The talks I’ve just shared may lead to confusion. It might look like this is a mainly North American phenomenon, but it’s not. The big European cities are steadily growing and losing its centric character (common in ancient cities). They are starting to resemble the multicentric cities like L.A., where each neighborhood is isolated and connected to the rest by high speed roads.

This model is usually regarded as obsolete nowadays, as it’s too dependent on car transportation. Besides, this type of urbanism favors the economic differences among neighborhoods, accentuating the urban neglect and the spread of food deserts. But this isolation also has advantages: feelings of community are usually strong. Neighbors are able to engage in voluntary community work and organize their own projects.


Of course, I’m not claiming that we should all go autarchic and grow all our food. That would require an unfeasible amount of planning in the urban space.
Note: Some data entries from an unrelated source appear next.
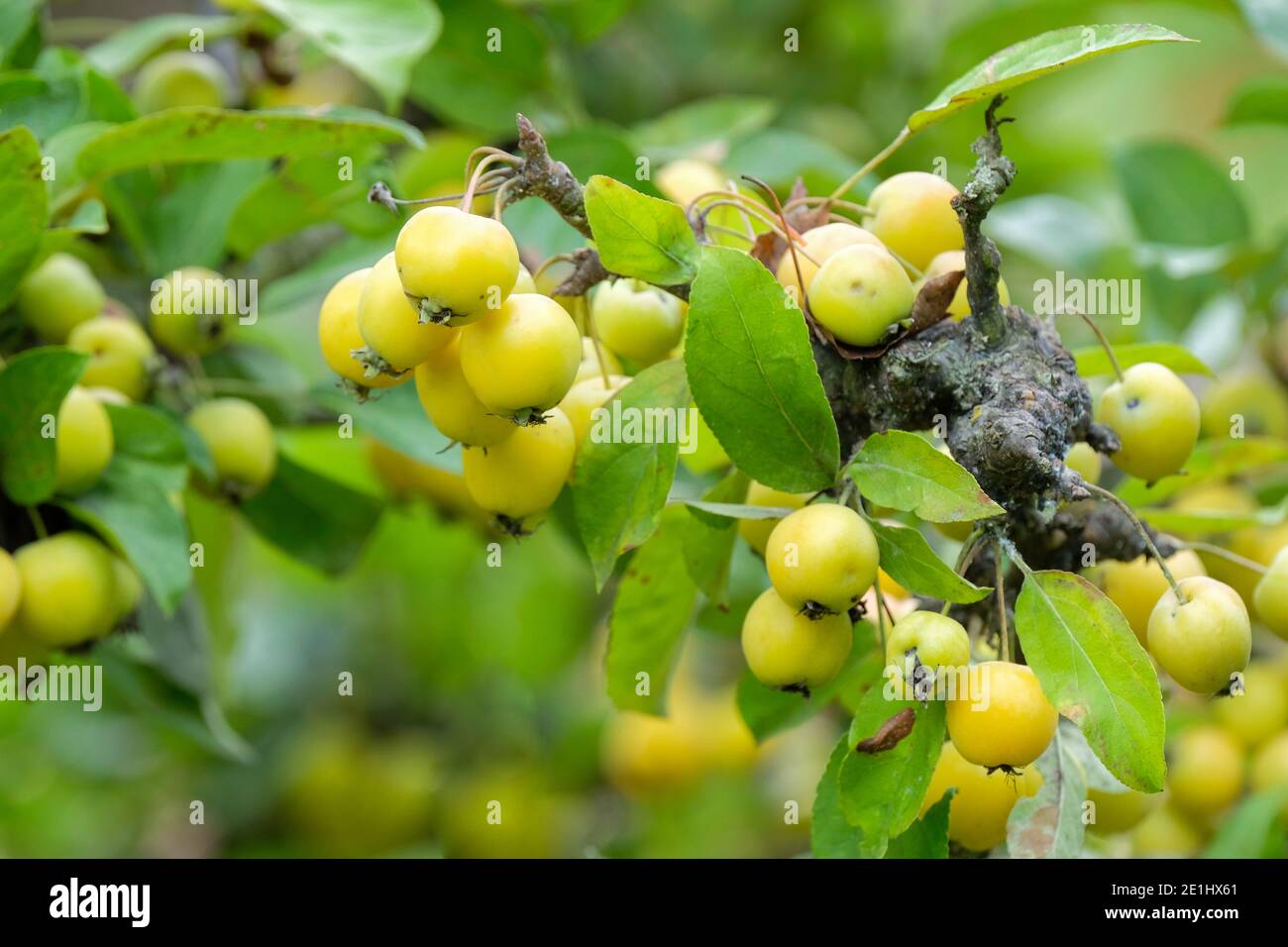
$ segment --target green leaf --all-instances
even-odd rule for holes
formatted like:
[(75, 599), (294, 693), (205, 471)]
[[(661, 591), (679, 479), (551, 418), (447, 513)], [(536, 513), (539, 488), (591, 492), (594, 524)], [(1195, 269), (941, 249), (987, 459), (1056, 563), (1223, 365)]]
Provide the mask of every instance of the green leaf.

But producing even just a small bit of it has a great positive impact on the environment (plants remove toxic chemicals from the soil and the air, producing your own food saves tons of carbon dioxide in the process) and the society (learning how food is produced makes us realize how important is to eat healthy and preserve the environment that allows the food to grow). John Steinbeck expressed this beautifully in “The grapes of wrath”…

(…)The driver sat in his iron seat and he was proud of the straight lines he did not will, proud of the tractor he did not own or love, proud of the power he could not control. And when that crop grew, and was harvested, no man had crumbled a hot clod in his fingers and let the earth sift past his fingertips. No man had touched the seed, or lusted for the growth. Men ate what they had not raised, had no connection with the bread. The land bore under iron, and under iron gradually died; for it was not loved or hated, it had no prayers or curses.

And you? Do you want to take action?